Now i've tested the PC is working (it did) i will proceed to follow the guide produced by Mini_Nigel to hard wire the new lead on (see link above).


----------



## AR-CoolC (Feb 9, 2006)

Cracking idea :thumb:


----------



## dodger (May 20, 2006)

I tried to do this with the Maplin plug and the PC, the lead would not fit as the PC lead is polarized and the maplin conector isn't. I haven't seen the pics as i'm at work and they have blocked them.


----------



## Epoch (Jul 30, 2006)

Yeah the plug is a bit basic, but i left the casing short of the plug so i could so which way round to plug it in. The positive pin on the PC plug has a slightly bigger end (this statement is incorrect see the posts below - thanks dodger)


----------



## dodger (May 20, 2006)

Epoch said:


> Yeah the plug is a bit basic, but i left the casing short of the plug so i could so which way round to plug it in. The positive pin on the PC plug has a slightly bigger end.


I'm not sure that this is correct the larger pin is the Neutral NOT the Live.

NEMA 1-15P









W = White = Neutral


----------



## dodger (May 20, 2006)

To quote this website http://web.onetel.net.uk/~uncletony/mains stuff.htm



> Two-pin plugs, sockets and extension cords are usually polarized - the smaller pin is the power 'hot' (live) and often brass coloured.
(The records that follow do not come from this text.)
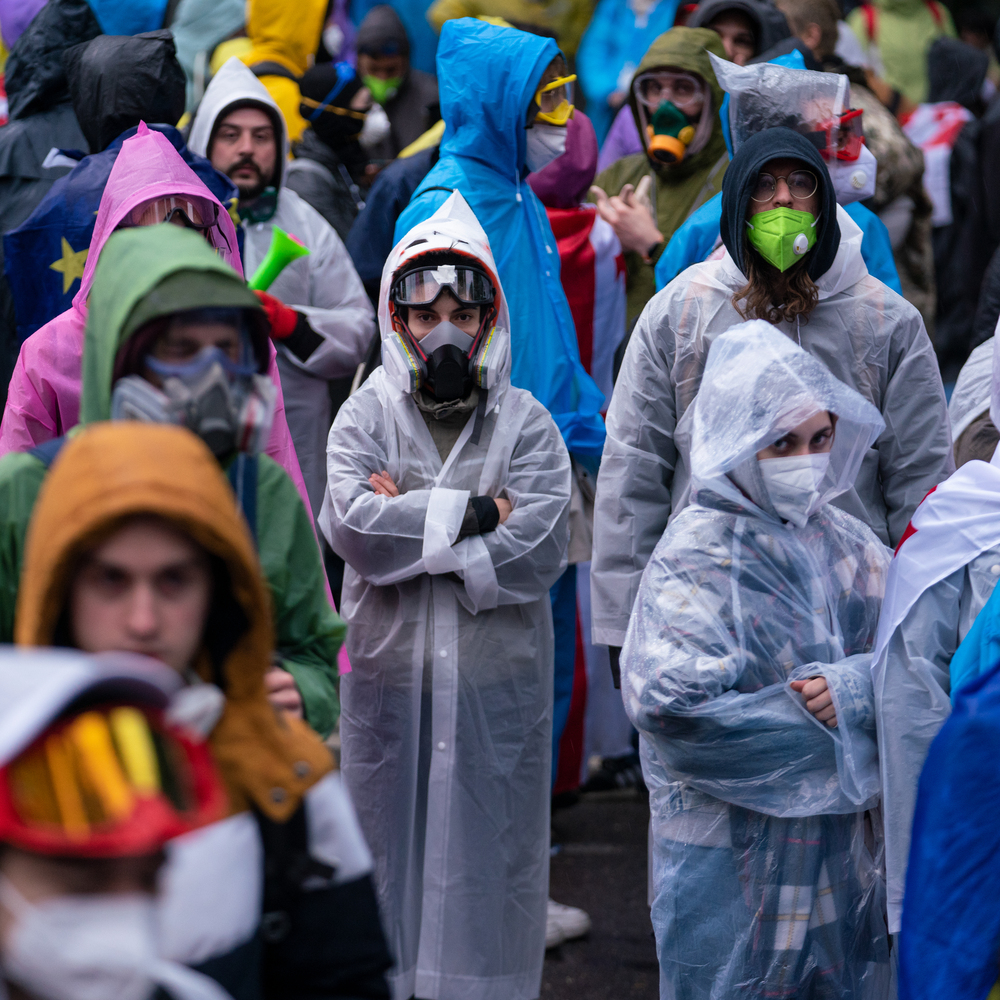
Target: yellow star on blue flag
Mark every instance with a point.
(71, 264)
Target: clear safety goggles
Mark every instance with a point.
(192, 213)
(682, 89)
(553, 100)
(469, 285)
(113, 779)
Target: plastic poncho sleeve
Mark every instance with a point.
(21, 478)
(684, 663)
(309, 632)
(390, 540)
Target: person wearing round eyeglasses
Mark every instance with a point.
(793, 258)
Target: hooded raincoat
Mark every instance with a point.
(944, 572)
(309, 632)
(323, 286)
(213, 888)
(681, 188)
(447, 712)
(285, 37)
(868, 336)
(483, 157)
(43, 400)
(764, 885)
The 'low' (neutral) side is the larger white-metal pin.


----------



## Epoch (Jul 30, 2006)

The Maplin plug has two brass inner pins which are unmarked and the same size, so not very good it has actually broken (plastic broke) when i've undone it.
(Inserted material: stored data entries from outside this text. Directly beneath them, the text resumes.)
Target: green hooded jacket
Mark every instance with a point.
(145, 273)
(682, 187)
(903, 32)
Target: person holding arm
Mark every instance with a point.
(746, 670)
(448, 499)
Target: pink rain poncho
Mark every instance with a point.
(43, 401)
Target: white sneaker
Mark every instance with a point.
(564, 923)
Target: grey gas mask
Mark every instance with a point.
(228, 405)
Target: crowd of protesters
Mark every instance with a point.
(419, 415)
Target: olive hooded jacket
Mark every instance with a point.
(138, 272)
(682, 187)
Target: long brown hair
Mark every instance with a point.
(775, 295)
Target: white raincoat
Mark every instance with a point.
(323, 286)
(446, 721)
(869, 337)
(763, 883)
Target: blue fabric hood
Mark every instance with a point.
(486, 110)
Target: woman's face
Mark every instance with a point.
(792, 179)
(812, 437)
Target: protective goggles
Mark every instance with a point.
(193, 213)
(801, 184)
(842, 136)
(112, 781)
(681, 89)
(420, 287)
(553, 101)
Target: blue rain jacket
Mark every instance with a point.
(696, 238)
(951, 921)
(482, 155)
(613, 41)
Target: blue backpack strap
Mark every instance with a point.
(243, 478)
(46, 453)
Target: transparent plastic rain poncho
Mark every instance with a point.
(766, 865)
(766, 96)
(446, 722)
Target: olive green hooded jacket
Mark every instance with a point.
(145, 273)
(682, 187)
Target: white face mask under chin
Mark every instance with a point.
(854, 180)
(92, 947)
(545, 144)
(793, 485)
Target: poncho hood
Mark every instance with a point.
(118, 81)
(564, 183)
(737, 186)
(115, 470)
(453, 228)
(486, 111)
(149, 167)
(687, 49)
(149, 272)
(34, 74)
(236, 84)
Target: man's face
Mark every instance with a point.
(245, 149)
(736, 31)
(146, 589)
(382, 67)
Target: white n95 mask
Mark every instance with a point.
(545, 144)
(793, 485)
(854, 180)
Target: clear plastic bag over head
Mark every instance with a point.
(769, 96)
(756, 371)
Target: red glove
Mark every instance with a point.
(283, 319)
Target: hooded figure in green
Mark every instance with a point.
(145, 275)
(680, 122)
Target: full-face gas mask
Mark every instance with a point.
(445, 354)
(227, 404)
I'm not sure then this must have meant i plugged it the wrong way round! It worked but i only ran it for 10 seconds or so.

I'm in the process of changing the main wire now so will confirm it works in a moment

I'll edit the first post to reflect the correct way around then

cheers Dodger


----------



## Epoch (Jul 30, 2006)

OK finished wiring and all working great, unfortunately its started raining so my first attempt will have to wait


----------



## T-5ones (Sep 12, 2006)

Good point. Didn't even think about it.


----------



## dodger (May 20, 2006)

Instead of cutting the plug off and voiding the PC warranty (as confirmed by Autopia) in was going to replace the connector on the extension lead to one of these (5269-X) or simular (sp)


----------



## The Autowerks (Mar 31, 2006)

you can avoid cutting off the plug by wiring the tranny extension cable straight into the PC, i did it today following the instructions on this site, works perfectly, well chuffed!


----------